A comma is an error there alright. I’d think if they wanted a pause there for whatever reason, maybe a dash or ellipses will do. But that’s not what a comma would be used for.
No comma. It’s a rather common practice to insert commas every five or six words, and especially after the subject in a sentence of those who know less than some of the rest of us do. But it’s completely unnecessary, and in the case of the OP example, Opal, it’s out of place.
Re: the pause, if you’re going to have a pause before the name, it makes more sense to have two unnecessary commas than none. “I consider, Opal, my friend.” vs “I consider, Opal my friend.” The latter is a sentence fragment, whereas the former is just death by improper comma use.
“I consider, Opal my friend, that if I knew how to properly use commas I would not still be typing.”
If this person wants to put in a reflective pause in, there’s a better way to work not just one but a matching pair (for FREE! Commas are cheap little buggers these days…):
Out of the thirteen gumball chewers in the world, I consider you, Opal, one of them.
Gets rid of the ugliness of an abused commas (won’t someone think of the commas?), adds a personal touch to it and gets the person their needed reflective pauses.
Ran this response past my mother, who’s got X (where X is a number larger than my age, and I’m allowed to drink the funky stuff) years editing and such.
As hazel-rah said, if it’s poetry you can do what you want, otherwise shouldn’t all you editors be mentioning the lack of capitalization and periods.

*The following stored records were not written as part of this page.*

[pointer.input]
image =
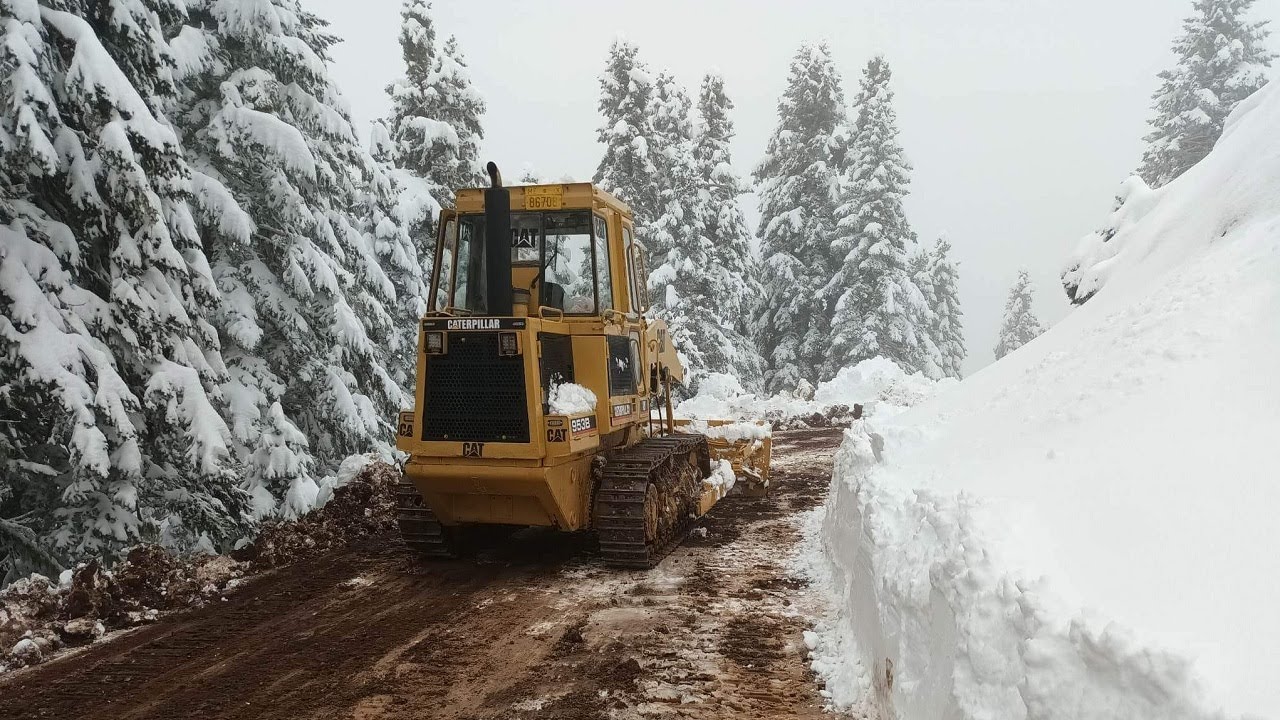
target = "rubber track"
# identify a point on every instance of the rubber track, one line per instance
(419, 527)
(620, 501)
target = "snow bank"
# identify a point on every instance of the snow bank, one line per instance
(878, 384)
(568, 399)
(1086, 529)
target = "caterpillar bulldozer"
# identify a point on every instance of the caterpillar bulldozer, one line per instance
(538, 288)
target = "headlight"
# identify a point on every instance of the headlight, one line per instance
(435, 343)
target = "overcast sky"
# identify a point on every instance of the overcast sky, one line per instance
(1020, 117)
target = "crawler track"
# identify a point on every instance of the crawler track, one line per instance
(648, 499)
(419, 528)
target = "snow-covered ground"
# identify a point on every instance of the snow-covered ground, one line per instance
(1087, 528)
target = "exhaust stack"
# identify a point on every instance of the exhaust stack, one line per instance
(497, 235)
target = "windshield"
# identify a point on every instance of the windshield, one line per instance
(558, 244)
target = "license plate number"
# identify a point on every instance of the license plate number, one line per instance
(544, 197)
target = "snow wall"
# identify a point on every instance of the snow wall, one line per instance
(1088, 527)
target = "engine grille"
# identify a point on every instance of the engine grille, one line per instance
(472, 395)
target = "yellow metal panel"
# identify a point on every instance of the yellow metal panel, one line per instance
(556, 495)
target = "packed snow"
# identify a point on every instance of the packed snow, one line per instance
(1086, 529)
(878, 384)
(570, 399)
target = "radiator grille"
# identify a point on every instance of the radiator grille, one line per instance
(472, 395)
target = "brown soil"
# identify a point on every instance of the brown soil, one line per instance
(531, 625)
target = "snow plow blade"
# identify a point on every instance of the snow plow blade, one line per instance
(746, 445)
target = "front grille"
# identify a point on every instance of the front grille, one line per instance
(472, 395)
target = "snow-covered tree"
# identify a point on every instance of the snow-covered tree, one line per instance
(1221, 60)
(114, 420)
(732, 270)
(305, 318)
(387, 210)
(796, 185)
(946, 328)
(878, 309)
(435, 112)
(686, 272)
(1020, 324)
(627, 168)
(673, 235)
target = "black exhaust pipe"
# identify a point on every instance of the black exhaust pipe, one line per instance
(497, 241)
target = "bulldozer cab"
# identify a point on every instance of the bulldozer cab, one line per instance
(572, 254)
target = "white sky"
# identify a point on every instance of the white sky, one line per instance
(1022, 117)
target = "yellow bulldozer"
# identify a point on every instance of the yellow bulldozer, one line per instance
(544, 392)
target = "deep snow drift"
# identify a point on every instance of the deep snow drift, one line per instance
(878, 384)
(1087, 528)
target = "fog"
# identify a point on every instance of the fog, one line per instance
(1020, 117)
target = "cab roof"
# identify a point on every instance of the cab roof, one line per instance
(547, 196)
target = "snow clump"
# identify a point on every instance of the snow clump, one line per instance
(568, 399)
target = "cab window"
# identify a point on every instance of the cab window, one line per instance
(631, 270)
(448, 249)
(469, 294)
(567, 259)
(602, 264)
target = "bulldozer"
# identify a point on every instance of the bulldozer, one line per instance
(539, 294)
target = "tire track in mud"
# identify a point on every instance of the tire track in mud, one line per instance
(531, 627)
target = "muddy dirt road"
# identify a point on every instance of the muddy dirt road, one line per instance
(531, 627)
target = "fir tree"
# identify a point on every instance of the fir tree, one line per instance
(1020, 324)
(627, 168)
(732, 272)
(1221, 60)
(435, 112)
(115, 424)
(944, 296)
(304, 318)
(682, 283)
(878, 310)
(796, 185)
(387, 220)
(677, 249)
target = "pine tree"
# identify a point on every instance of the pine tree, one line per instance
(944, 296)
(732, 272)
(677, 247)
(1020, 324)
(627, 168)
(435, 112)
(688, 277)
(796, 185)
(387, 220)
(878, 308)
(115, 424)
(304, 318)
(1221, 60)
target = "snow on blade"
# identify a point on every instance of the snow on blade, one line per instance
(568, 399)
(1086, 528)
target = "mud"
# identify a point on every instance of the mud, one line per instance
(531, 625)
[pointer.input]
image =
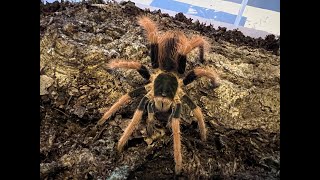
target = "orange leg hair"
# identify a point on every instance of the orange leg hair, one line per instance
(122, 101)
(134, 122)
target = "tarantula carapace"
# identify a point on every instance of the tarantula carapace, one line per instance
(163, 92)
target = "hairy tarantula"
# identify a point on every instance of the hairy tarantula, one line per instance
(163, 91)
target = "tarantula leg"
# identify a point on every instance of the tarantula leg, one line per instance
(119, 63)
(150, 120)
(175, 125)
(152, 35)
(182, 61)
(199, 116)
(200, 72)
(134, 122)
(122, 101)
(154, 55)
(201, 54)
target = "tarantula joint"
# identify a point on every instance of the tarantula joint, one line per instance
(164, 92)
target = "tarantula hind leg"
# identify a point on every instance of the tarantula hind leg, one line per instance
(175, 125)
(134, 122)
(199, 116)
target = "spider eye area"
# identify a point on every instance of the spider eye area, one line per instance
(165, 85)
(162, 104)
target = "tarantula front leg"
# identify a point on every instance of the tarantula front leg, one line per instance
(150, 120)
(198, 114)
(122, 101)
(201, 72)
(134, 122)
(175, 125)
(121, 63)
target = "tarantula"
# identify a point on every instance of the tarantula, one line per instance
(163, 92)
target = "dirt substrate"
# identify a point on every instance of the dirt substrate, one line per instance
(242, 115)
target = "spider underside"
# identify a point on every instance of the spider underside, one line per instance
(163, 92)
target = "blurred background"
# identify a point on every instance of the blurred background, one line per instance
(255, 18)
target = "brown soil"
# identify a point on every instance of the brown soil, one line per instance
(242, 115)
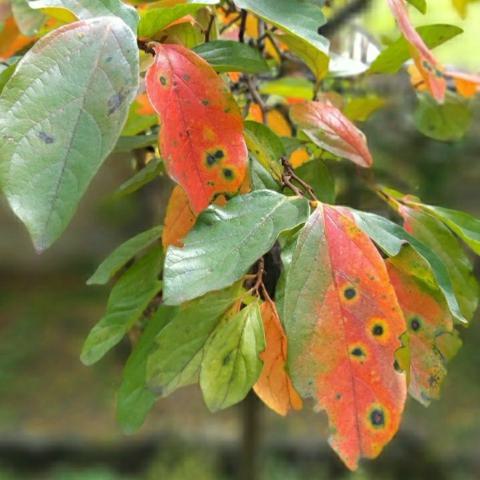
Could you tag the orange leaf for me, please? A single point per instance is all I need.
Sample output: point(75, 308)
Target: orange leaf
point(427, 64)
point(343, 324)
point(11, 40)
point(331, 130)
point(201, 135)
point(274, 386)
point(179, 219)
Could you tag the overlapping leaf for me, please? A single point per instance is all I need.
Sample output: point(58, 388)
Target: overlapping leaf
point(343, 323)
point(274, 385)
point(225, 243)
point(201, 139)
point(63, 115)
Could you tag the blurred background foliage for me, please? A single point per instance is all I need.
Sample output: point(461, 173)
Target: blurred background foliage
point(57, 417)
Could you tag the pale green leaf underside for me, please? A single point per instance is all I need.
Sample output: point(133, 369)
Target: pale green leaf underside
point(61, 114)
point(85, 9)
point(225, 243)
point(231, 363)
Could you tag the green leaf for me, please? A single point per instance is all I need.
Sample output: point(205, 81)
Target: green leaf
point(463, 224)
point(28, 20)
point(128, 299)
point(65, 107)
point(127, 144)
point(420, 5)
point(441, 242)
point(265, 146)
point(298, 18)
point(134, 398)
point(318, 176)
point(390, 237)
point(156, 19)
point(289, 87)
point(316, 60)
point(150, 172)
point(397, 53)
point(85, 9)
point(225, 243)
point(446, 122)
point(176, 358)
point(231, 363)
point(230, 56)
point(122, 254)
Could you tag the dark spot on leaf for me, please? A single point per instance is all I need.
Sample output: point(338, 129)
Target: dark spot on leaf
point(377, 330)
point(45, 137)
point(415, 324)
point(228, 173)
point(115, 102)
point(377, 417)
point(349, 293)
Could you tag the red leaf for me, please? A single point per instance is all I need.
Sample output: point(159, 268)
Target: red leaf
point(432, 338)
point(343, 325)
point(201, 135)
point(328, 127)
point(274, 386)
point(427, 64)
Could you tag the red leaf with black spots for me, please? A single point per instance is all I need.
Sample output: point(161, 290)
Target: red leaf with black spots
point(343, 324)
point(201, 127)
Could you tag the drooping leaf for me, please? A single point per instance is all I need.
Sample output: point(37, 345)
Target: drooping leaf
point(265, 146)
point(58, 128)
point(179, 218)
point(134, 398)
point(179, 348)
point(430, 326)
point(86, 9)
point(225, 243)
point(446, 122)
point(128, 300)
point(230, 56)
point(147, 174)
point(231, 363)
point(447, 248)
point(391, 238)
point(274, 385)
point(28, 20)
point(397, 53)
point(300, 19)
point(343, 324)
point(155, 19)
point(201, 137)
point(122, 254)
point(328, 128)
point(463, 224)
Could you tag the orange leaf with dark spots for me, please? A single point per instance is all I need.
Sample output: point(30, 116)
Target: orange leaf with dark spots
point(274, 386)
point(432, 338)
point(331, 130)
point(179, 219)
point(201, 135)
point(343, 324)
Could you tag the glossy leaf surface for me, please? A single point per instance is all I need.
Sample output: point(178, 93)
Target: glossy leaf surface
point(225, 243)
point(343, 323)
point(201, 135)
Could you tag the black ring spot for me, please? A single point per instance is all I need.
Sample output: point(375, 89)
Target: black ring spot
point(350, 293)
point(377, 417)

And as long as I’m telling you more that you want to know I should mention that the entire structure of the sentence (or sentences) bugs me. For starters it’s unnecessarily long. Instead of “There are over 6 billion people alive today. Out of all those I consider Skankass-Ho my friend.” how about “Out of the 6 billion people alive today I consider Skankass-Ho my friend.” But even so if you’re just saying that she’s your friend why mention the other 6 billion people. If you said that she was your best friend or your only friend then mentioning the 6 billion other people would matter. In the former case you’re saying that Skankass-Ho ranks first out of 6 billion, and in the latter case you’re saying that you’re such a loser that you’ve got only one friend in 6 billion people and she goes by the name Skankass-Ho.
I didn’t think the issue was “Can there be a comma here because this is poetry?” The issue was “Is it appropriate for there to be a comma here to indicate a short pause?” At least, that’s what Opal’s friend said, and what we are refuting.
No offense, but, people who, cannot tell, when, to use commas are, almost, as annoying, as those who, insist, on using “your” when, what they, REALLY mean, is “you’re”… Must be “William Shatner Syndrome” or somethin’…
I took the following exchange: "I say there shouldn’t be a comma after “I consider”
Someone else says “There is if you want to represent a small pause.”"
To mean that the original text might have been written by the author of the second comment, but was not necessarily same author. That, I thought, was borne out in my first reply. IOW, if you want a short pause dictated by a comma, there is a better way to do it, and here it is. The aesthetics of the differences are such that while I prefer the simpler, comma-less version, it’s entirely possible (and not necessarily a bad thing) that it looks/feels/sounds better to someone else. It’s a matter of personal inclinations.
Empirically stated (IMO): it is not correct, from a POV of the rules of punctuation in prose English, for a comma to be where there is one in the cited case in the OP. It is furthermore rather easy to make such (re: short pause) feasible.
As my learned high school english teacher once said to me: “Punctuation has nothing to do with pauses, but rather with correct grammar.” A comma is used to indicate a dependent clause. There is no dependent clause in your example.